Einmalige Sehenswürdigkeiten sind der ehemalige
"Cifra"-Stall
(Kossuth Lajos u. 217.) und das Kutschenmuseum
(Kocsimúzeum, Hársfa u. 6).
Parádsasvár
Heilwasser von Parádsasvár
und Parader Glas sind typisch für den Ort. Das ehemalige
Schloss des Grafen Károlyi
ist heute ein 5-Sterne-Hotel.
Sárospatak
Diese Kleinstadt gehörte früher Ferenc Rákóczi
II. Er hat gegen die Habsburger für die Freiheit der
Ungarn gekämpft. Die ältesten Teile der geschmückten
Burg Rákóczi (Szent Erzsébet
u. 19.) sind der "Rote Turm",
die "Lorántffy Loggia"
aus der Spätrenaissance und der Palast des Landesherrn
mit der Sammlung des Rákóczi-Museums.
Das Wasser des Heil- und Strandbades in Végardó wird
zur Heilung von Gelenkerkrankungen empfohlen.
Sirok
Die 700 Jahre alte Burg von Sirok ist heute
eine Ruine. An der Hauptstraße des Dorfes liegen die
aus dem Rhyolithtuff "herausgehauenen" Höhlenbehausungen.
Szerencs
"ist das Tor der Hegyalja." Das Renaissance-Burgschloss
wurde im 16. Jahrhundert erbaut., es gehörte einmal der
Familie Rákóczi.

Tokaj
Das Tokajer Bergland ist eine historische Weinregion.

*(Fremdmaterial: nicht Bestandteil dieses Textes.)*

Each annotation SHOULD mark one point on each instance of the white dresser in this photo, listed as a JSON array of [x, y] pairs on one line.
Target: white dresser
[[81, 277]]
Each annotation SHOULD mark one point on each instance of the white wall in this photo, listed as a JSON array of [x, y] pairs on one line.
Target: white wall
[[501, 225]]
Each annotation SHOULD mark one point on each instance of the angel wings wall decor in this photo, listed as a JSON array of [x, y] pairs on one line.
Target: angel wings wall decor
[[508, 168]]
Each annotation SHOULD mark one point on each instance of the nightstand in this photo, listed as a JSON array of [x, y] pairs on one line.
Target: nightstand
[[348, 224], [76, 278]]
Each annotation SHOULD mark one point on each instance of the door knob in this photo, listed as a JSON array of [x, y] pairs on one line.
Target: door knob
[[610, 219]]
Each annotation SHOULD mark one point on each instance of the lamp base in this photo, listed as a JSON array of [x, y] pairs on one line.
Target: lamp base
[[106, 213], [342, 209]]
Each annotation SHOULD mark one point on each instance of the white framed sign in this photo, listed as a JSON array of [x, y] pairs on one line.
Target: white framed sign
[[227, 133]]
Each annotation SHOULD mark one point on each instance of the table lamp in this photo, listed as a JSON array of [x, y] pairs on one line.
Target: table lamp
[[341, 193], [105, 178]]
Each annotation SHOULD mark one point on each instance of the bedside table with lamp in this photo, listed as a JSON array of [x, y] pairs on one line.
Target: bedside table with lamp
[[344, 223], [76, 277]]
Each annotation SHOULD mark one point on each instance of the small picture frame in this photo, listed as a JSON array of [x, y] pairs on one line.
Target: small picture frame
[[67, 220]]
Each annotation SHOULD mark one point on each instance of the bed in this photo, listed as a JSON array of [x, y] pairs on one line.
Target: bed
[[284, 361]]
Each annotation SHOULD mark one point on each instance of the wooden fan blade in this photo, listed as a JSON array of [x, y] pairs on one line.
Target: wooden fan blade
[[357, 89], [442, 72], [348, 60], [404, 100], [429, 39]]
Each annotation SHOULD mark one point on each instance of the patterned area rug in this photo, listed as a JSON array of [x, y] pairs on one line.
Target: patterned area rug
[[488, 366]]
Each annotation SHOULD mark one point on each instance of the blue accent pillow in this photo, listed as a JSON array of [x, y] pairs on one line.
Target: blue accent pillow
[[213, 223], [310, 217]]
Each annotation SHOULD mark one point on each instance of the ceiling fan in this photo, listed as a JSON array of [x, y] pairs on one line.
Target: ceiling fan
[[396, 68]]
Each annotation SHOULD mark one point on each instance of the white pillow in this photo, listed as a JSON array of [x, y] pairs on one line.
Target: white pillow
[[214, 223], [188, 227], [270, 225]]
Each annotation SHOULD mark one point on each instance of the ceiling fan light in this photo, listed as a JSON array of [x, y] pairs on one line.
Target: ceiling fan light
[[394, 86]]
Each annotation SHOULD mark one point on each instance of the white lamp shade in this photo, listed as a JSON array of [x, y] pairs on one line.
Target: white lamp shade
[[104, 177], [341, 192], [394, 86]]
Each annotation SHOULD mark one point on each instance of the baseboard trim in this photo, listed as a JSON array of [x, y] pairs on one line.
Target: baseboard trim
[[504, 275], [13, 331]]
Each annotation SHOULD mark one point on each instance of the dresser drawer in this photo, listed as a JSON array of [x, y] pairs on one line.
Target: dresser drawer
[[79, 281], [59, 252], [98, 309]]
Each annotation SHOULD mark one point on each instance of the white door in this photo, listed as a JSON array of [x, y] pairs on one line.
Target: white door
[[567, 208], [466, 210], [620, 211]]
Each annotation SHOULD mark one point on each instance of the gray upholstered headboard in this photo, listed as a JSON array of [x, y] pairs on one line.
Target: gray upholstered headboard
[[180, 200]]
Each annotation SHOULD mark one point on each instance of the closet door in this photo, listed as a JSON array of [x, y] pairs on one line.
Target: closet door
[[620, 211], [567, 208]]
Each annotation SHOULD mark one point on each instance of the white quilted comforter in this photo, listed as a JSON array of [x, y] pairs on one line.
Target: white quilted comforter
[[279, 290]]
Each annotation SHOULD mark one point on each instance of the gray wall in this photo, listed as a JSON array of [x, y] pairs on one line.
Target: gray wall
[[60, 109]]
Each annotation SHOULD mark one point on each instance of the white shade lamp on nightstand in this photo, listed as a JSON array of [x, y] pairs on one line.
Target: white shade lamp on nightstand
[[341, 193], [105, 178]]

Seit 450 Jahren wird hier der weltberühmte "König
der Weine - Wein der Könige" - Tokajer
Aszú - angebaut. Der nach dem Fürsten Rákóczi
benannte Weinkeller (Kossuth tér 15.) ist eine stimmungsvolle
Gaststätte. Die 24 Gänge des 1,5 Kilometer langen
Kellers bieten ausreichend Platz zur Lagerung von 20.000 Hektolitern
Wein.
Zempléner
Gebirge
Die höchste Stelle des 2 bis 3 Millionen Jahre alten
vulkanischen Gebirgszuges ist der Große Milic
(894 m). Von dem 25.000 Hektar großen Gebiet des Zempléner
Landschaftsschutzgebietes stehen 2.400 Hektar unter besonderem
Schutz. Zu den geschützten Tieren zählen Steinadler,
große Bussarde, Luchse und Wölfe. Orchideenarten
und gewaltige Findlinge aus den eiszeitlichen Steinmeeren
sind ebenfalls sehenswert (in Boldogkőváralja).